ITensors.jl
ITensors.jl copied to clipboard
[ITensors] [BUG] Automatic differentiation
Description of bug
Weird behavior of automatic differentiation: error is thrown for a function, but not for a slightly rewritten (though analogous) function or for a bit more complicated one.
Minimal code demonstrating the bug or unexpected behavior
Minimal runnable code
using ChainRulesCore
using Zygote
using ITensors
@non_differentiable onehot(::Any...)
indices = [Index(2) for _ in 1:10]
mps = randomMPS(indices; linkdims=10)
state = [randomITensor(index) for index in indices]
The function below leads to an error.
function f(mps, state)
N = length(mps)
L = 0.
tens = 1.
for i in 1:N
tens *= mps[i]
if i < N
idx = commonind(mps[i], mps[i+1])
partial_mps = tens * onehot(idx => 1)
else
partial_mps = tens
end
L += (partial_mps * state[i])[]
tens *= state[i]
end
return L
end
f(x) = f(x, state)
f'(mps)
# DimensionMismatch("cannot add ITensors with different numbers of indices")
However, if I just add two extra lines to that function, differentiation works well.
function f(mps, state)
N = length(mps)
L = 0.
tens = 1.
for i in 1:N
tens *= mps[i]
if i < N
idx = commonind(mps[i], mps[i+1])
partial_mps = tens * onehot(idx => 1)
else
partial_mps = tens
end
phys_idx = commonind(mps[i], state[i])
L -= sum([(partial_mps * onehot(phys_idx => j))[] for j in 1:1])
L += (partial_mps * state[i])[]
tens *= state[i]
end
return L
end
f(x) = f(x, state)
f'(mps)
# works well
Finally, if I change just one line of that function, which does not affect its output, differentiation results in another error.
function f(mps, state)
N = length(mps)
L = 0.
tens = 1.
for i in 1:N
tens *= mps[i]
if i < N
idx = commonind(mps[i], mps[i+1])
partial_mps = tens * onehot(idx => 1)
else
partial_mps = tens
end
phys_idx = commonind(mps[i], state[i])
L -= (partial_mps * onehot(phys_idx => 1))[]
L += (partial_mps * state[i])[]
tens *= state[i]
end
return L
end
f(x) = f(x, state)
f'(mps)
# DimensionMismatch("cannot add ITensors with different numbers of indices")
Expected output or behavior
I would expect to get no errors when setting up automatic differentiation with the functions above.
Version information
- Output from
versioninfo():
julia> versioninfo()
Julia Version 1.7.0
Commit 3bf9d17731* (2021-11-30 12:12 UTC)
Platform Info:
OS: Linux (x86_64-pc-linux-gnu)
CPU: AMD EPYC 7742 64-Core Processor
WORD_SIZE: 64
LIBM: libopenlibm
LLVM: libLLVM-12.0.1 (ORCJIT, znver2)
Environment:
JULIA_NUM_THREADS = 128
- Output from
using Pkg; Pkg.status("ITensors"):
julia> using Pkg; Pkg.status("ITensors")
Status `~/.julia/environments/v1.7/Project.toml`
[9136182c] ITensors v0.2.16
Very strange bug, thanks @ArtemStrashko.

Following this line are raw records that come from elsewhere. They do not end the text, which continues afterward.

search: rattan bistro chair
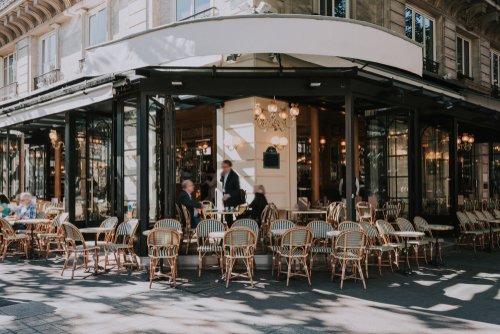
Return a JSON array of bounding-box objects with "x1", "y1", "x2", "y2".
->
[
  {"x1": 332, "y1": 230, "x2": 366, "y2": 289},
  {"x1": 277, "y1": 226, "x2": 313, "y2": 287},
  {"x1": 196, "y1": 219, "x2": 226, "y2": 277},
  {"x1": 61, "y1": 223, "x2": 99, "y2": 279},
  {"x1": 104, "y1": 218, "x2": 139, "y2": 270},
  {"x1": 307, "y1": 220, "x2": 333, "y2": 277},
  {"x1": 0, "y1": 218, "x2": 29, "y2": 262},
  {"x1": 38, "y1": 212, "x2": 69, "y2": 259},
  {"x1": 223, "y1": 226, "x2": 257, "y2": 288},
  {"x1": 148, "y1": 227, "x2": 181, "y2": 289}
]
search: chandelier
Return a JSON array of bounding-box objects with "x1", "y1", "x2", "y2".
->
[
  {"x1": 253, "y1": 98, "x2": 300, "y2": 132},
  {"x1": 457, "y1": 132, "x2": 475, "y2": 151}
]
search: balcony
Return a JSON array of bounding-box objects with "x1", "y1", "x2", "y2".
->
[
  {"x1": 491, "y1": 85, "x2": 500, "y2": 99},
  {"x1": 0, "y1": 82, "x2": 17, "y2": 101},
  {"x1": 34, "y1": 70, "x2": 60, "y2": 89},
  {"x1": 424, "y1": 58, "x2": 439, "y2": 74}
]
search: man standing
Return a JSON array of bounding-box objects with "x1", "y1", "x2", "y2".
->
[
  {"x1": 220, "y1": 160, "x2": 241, "y2": 227},
  {"x1": 179, "y1": 180, "x2": 201, "y2": 228}
]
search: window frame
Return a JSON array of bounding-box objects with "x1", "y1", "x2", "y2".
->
[
  {"x1": 85, "y1": 2, "x2": 111, "y2": 47},
  {"x1": 490, "y1": 50, "x2": 500, "y2": 87},
  {"x1": 2, "y1": 52, "x2": 17, "y2": 87},
  {"x1": 404, "y1": 4, "x2": 436, "y2": 61},
  {"x1": 38, "y1": 29, "x2": 59, "y2": 75},
  {"x1": 172, "y1": 0, "x2": 215, "y2": 22},
  {"x1": 455, "y1": 33, "x2": 473, "y2": 78}
]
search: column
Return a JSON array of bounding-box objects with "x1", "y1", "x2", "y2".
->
[
  {"x1": 344, "y1": 94, "x2": 356, "y2": 220},
  {"x1": 309, "y1": 108, "x2": 320, "y2": 203}
]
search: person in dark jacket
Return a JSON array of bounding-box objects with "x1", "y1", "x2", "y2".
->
[
  {"x1": 178, "y1": 180, "x2": 202, "y2": 228},
  {"x1": 220, "y1": 160, "x2": 242, "y2": 227},
  {"x1": 247, "y1": 184, "x2": 267, "y2": 226}
]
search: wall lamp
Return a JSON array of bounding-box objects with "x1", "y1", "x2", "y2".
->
[{"x1": 224, "y1": 136, "x2": 243, "y2": 151}]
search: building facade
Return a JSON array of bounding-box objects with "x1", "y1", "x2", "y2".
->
[{"x1": 0, "y1": 0, "x2": 500, "y2": 250}]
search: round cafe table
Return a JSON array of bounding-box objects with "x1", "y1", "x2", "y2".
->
[
  {"x1": 392, "y1": 231, "x2": 425, "y2": 276},
  {"x1": 79, "y1": 227, "x2": 114, "y2": 276},
  {"x1": 9, "y1": 218, "x2": 52, "y2": 259},
  {"x1": 428, "y1": 224, "x2": 454, "y2": 267}
]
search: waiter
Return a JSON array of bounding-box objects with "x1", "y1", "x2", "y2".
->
[{"x1": 220, "y1": 160, "x2": 241, "y2": 227}]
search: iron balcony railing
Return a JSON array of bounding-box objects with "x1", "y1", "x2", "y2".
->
[
  {"x1": 0, "y1": 82, "x2": 17, "y2": 101},
  {"x1": 424, "y1": 58, "x2": 439, "y2": 74},
  {"x1": 34, "y1": 69, "x2": 59, "y2": 89}
]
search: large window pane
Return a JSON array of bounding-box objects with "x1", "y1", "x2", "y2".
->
[{"x1": 123, "y1": 98, "x2": 138, "y2": 218}]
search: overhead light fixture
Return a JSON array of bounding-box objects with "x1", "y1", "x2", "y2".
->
[{"x1": 253, "y1": 98, "x2": 300, "y2": 132}]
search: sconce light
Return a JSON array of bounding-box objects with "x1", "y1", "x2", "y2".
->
[
  {"x1": 271, "y1": 136, "x2": 288, "y2": 151},
  {"x1": 49, "y1": 129, "x2": 64, "y2": 149},
  {"x1": 224, "y1": 136, "x2": 243, "y2": 151}
]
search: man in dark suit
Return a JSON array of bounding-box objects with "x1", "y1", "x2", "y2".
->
[
  {"x1": 178, "y1": 180, "x2": 202, "y2": 228},
  {"x1": 220, "y1": 160, "x2": 241, "y2": 227}
]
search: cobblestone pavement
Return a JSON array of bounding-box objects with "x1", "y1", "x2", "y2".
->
[{"x1": 0, "y1": 250, "x2": 500, "y2": 334}]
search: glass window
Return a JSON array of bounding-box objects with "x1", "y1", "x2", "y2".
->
[
  {"x1": 41, "y1": 32, "x2": 57, "y2": 74},
  {"x1": 175, "y1": 0, "x2": 211, "y2": 21},
  {"x1": 491, "y1": 52, "x2": 500, "y2": 86},
  {"x1": 405, "y1": 7, "x2": 435, "y2": 60},
  {"x1": 89, "y1": 8, "x2": 108, "y2": 46},
  {"x1": 123, "y1": 98, "x2": 138, "y2": 218},
  {"x1": 3, "y1": 53, "x2": 16, "y2": 86},
  {"x1": 457, "y1": 36, "x2": 471, "y2": 77},
  {"x1": 319, "y1": 0, "x2": 349, "y2": 18},
  {"x1": 422, "y1": 126, "x2": 450, "y2": 215}
]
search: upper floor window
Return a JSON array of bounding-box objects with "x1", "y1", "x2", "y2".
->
[
  {"x1": 88, "y1": 7, "x2": 108, "y2": 46},
  {"x1": 175, "y1": 0, "x2": 212, "y2": 21},
  {"x1": 319, "y1": 0, "x2": 349, "y2": 18},
  {"x1": 3, "y1": 53, "x2": 16, "y2": 86},
  {"x1": 457, "y1": 36, "x2": 472, "y2": 77},
  {"x1": 405, "y1": 7, "x2": 435, "y2": 60},
  {"x1": 491, "y1": 52, "x2": 500, "y2": 86},
  {"x1": 41, "y1": 31, "x2": 57, "y2": 74}
]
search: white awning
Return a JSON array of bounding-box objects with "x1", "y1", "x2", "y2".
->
[
  {"x1": 0, "y1": 83, "x2": 113, "y2": 128},
  {"x1": 84, "y1": 14, "x2": 422, "y2": 76}
]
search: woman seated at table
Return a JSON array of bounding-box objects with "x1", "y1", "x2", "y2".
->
[
  {"x1": 0, "y1": 194, "x2": 10, "y2": 217},
  {"x1": 245, "y1": 184, "x2": 267, "y2": 226}
]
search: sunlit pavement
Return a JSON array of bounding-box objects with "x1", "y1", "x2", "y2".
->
[{"x1": 0, "y1": 249, "x2": 500, "y2": 334}]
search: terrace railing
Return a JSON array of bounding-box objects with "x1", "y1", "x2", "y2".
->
[
  {"x1": 0, "y1": 82, "x2": 17, "y2": 101},
  {"x1": 34, "y1": 69, "x2": 59, "y2": 89}
]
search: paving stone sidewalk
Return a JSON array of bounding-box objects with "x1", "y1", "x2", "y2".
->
[{"x1": 0, "y1": 249, "x2": 500, "y2": 334}]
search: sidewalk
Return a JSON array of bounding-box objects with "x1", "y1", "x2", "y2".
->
[{"x1": 0, "y1": 249, "x2": 500, "y2": 334}]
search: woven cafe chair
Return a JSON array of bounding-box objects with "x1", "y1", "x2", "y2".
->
[
  {"x1": 338, "y1": 220, "x2": 361, "y2": 231},
  {"x1": 269, "y1": 219, "x2": 295, "y2": 275},
  {"x1": 154, "y1": 218, "x2": 182, "y2": 232},
  {"x1": 96, "y1": 217, "x2": 118, "y2": 246},
  {"x1": 277, "y1": 226, "x2": 313, "y2": 287},
  {"x1": 359, "y1": 222, "x2": 399, "y2": 278},
  {"x1": 104, "y1": 218, "x2": 139, "y2": 270},
  {"x1": 181, "y1": 205, "x2": 196, "y2": 255},
  {"x1": 0, "y1": 218, "x2": 29, "y2": 262},
  {"x1": 307, "y1": 220, "x2": 333, "y2": 277},
  {"x1": 147, "y1": 227, "x2": 181, "y2": 289},
  {"x1": 38, "y1": 212, "x2": 69, "y2": 259},
  {"x1": 61, "y1": 223, "x2": 99, "y2": 279},
  {"x1": 356, "y1": 202, "x2": 375, "y2": 224},
  {"x1": 223, "y1": 225, "x2": 257, "y2": 288},
  {"x1": 456, "y1": 211, "x2": 484, "y2": 253},
  {"x1": 413, "y1": 216, "x2": 444, "y2": 262},
  {"x1": 482, "y1": 210, "x2": 500, "y2": 247},
  {"x1": 196, "y1": 219, "x2": 226, "y2": 277},
  {"x1": 332, "y1": 230, "x2": 366, "y2": 289},
  {"x1": 396, "y1": 217, "x2": 429, "y2": 268}
]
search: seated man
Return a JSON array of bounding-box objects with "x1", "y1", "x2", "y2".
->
[{"x1": 178, "y1": 180, "x2": 202, "y2": 228}]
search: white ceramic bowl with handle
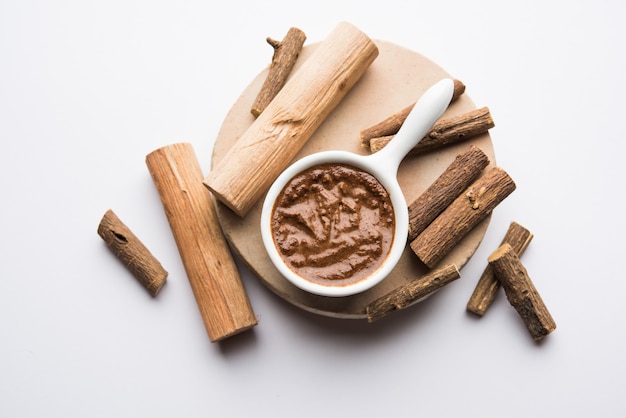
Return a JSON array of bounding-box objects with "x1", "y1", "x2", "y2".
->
[{"x1": 261, "y1": 78, "x2": 454, "y2": 297}]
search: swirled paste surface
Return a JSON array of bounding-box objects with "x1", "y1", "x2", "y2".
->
[{"x1": 272, "y1": 163, "x2": 395, "y2": 286}]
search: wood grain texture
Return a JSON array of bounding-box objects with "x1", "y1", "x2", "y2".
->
[
  {"x1": 98, "y1": 209, "x2": 167, "y2": 296},
  {"x1": 408, "y1": 145, "x2": 489, "y2": 241},
  {"x1": 411, "y1": 167, "x2": 515, "y2": 268},
  {"x1": 365, "y1": 264, "x2": 461, "y2": 322},
  {"x1": 359, "y1": 80, "x2": 465, "y2": 149},
  {"x1": 204, "y1": 23, "x2": 378, "y2": 217},
  {"x1": 250, "y1": 28, "x2": 306, "y2": 117},
  {"x1": 211, "y1": 40, "x2": 495, "y2": 320},
  {"x1": 467, "y1": 222, "x2": 533, "y2": 316},
  {"x1": 370, "y1": 107, "x2": 495, "y2": 157},
  {"x1": 146, "y1": 143, "x2": 257, "y2": 342},
  {"x1": 488, "y1": 243, "x2": 556, "y2": 340}
]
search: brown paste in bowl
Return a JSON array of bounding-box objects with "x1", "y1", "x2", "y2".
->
[{"x1": 271, "y1": 163, "x2": 395, "y2": 286}]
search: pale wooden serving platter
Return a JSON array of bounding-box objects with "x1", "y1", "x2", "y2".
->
[{"x1": 212, "y1": 41, "x2": 495, "y2": 319}]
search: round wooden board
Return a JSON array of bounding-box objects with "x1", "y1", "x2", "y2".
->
[{"x1": 212, "y1": 41, "x2": 495, "y2": 318}]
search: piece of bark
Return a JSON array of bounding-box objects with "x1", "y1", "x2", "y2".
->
[
  {"x1": 365, "y1": 264, "x2": 461, "y2": 322},
  {"x1": 360, "y1": 80, "x2": 465, "y2": 148},
  {"x1": 146, "y1": 143, "x2": 257, "y2": 342},
  {"x1": 411, "y1": 167, "x2": 515, "y2": 268},
  {"x1": 467, "y1": 222, "x2": 533, "y2": 316},
  {"x1": 250, "y1": 28, "x2": 306, "y2": 117},
  {"x1": 204, "y1": 22, "x2": 378, "y2": 217},
  {"x1": 98, "y1": 209, "x2": 167, "y2": 296},
  {"x1": 408, "y1": 145, "x2": 489, "y2": 241},
  {"x1": 370, "y1": 107, "x2": 495, "y2": 156},
  {"x1": 489, "y1": 243, "x2": 556, "y2": 340}
]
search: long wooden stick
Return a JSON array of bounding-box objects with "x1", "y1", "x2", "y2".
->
[
  {"x1": 98, "y1": 209, "x2": 167, "y2": 296},
  {"x1": 360, "y1": 80, "x2": 465, "y2": 148},
  {"x1": 489, "y1": 243, "x2": 556, "y2": 340},
  {"x1": 365, "y1": 264, "x2": 461, "y2": 322},
  {"x1": 370, "y1": 107, "x2": 495, "y2": 156},
  {"x1": 411, "y1": 167, "x2": 515, "y2": 268},
  {"x1": 146, "y1": 143, "x2": 257, "y2": 342},
  {"x1": 467, "y1": 222, "x2": 533, "y2": 316},
  {"x1": 250, "y1": 28, "x2": 306, "y2": 117},
  {"x1": 204, "y1": 23, "x2": 378, "y2": 217},
  {"x1": 408, "y1": 145, "x2": 489, "y2": 241}
]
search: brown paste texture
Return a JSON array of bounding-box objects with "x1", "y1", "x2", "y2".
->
[{"x1": 271, "y1": 163, "x2": 395, "y2": 286}]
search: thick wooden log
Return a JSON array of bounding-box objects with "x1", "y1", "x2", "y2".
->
[
  {"x1": 467, "y1": 222, "x2": 533, "y2": 316},
  {"x1": 489, "y1": 243, "x2": 556, "y2": 340},
  {"x1": 146, "y1": 143, "x2": 257, "y2": 342},
  {"x1": 204, "y1": 23, "x2": 378, "y2": 217},
  {"x1": 98, "y1": 209, "x2": 167, "y2": 296}
]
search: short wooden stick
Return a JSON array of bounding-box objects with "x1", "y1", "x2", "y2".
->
[
  {"x1": 98, "y1": 209, "x2": 167, "y2": 296},
  {"x1": 250, "y1": 28, "x2": 306, "y2": 117},
  {"x1": 365, "y1": 264, "x2": 461, "y2": 322},
  {"x1": 370, "y1": 107, "x2": 495, "y2": 156},
  {"x1": 204, "y1": 23, "x2": 378, "y2": 217},
  {"x1": 467, "y1": 222, "x2": 533, "y2": 316},
  {"x1": 408, "y1": 145, "x2": 489, "y2": 241},
  {"x1": 360, "y1": 80, "x2": 465, "y2": 148},
  {"x1": 146, "y1": 143, "x2": 257, "y2": 342},
  {"x1": 489, "y1": 243, "x2": 556, "y2": 340},
  {"x1": 411, "y1": 167, "x2": 515, "y2": 268}
]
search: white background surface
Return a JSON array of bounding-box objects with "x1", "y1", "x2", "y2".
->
[{"x1": 0, "y1": 0, "x2": 626, "y2": 418}]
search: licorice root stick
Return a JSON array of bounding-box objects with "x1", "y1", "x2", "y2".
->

By the way, I would recommend updating to the latest version of ITensors (0.3.14), though I see this bug in the latest version as well so that won't fix this issue.
This seems to fix the initial error:
using Zygote
using ITensors
indices = [Index(2) for _ in 1:10]
mps = randomMPS(indices; linkdims=10)
state = [randomITensor(index) for index in indices]
function f(mps, state)
N = length(mps)
L = 0.
tens = 1.
for i in 1:N
tens *= mps[i]
proj = if i < N
idx = commonind(mps[i], mps[i+1])
onehot(idx => 1)
else
ITensor(1.0)
end
partial_mps = tens * proj
L += (partial_mps * state[i])[]
tens *= state[i]
end
return L
end
f(x) = f(x, state)
f'(mps)
It seems like the issue stems from putting something differentiable (like tens) inside of the if-statement. I'm not sure why that's the case, perhaps there's an issue with one of our ChainRules definitions, or it is a Zygote issue.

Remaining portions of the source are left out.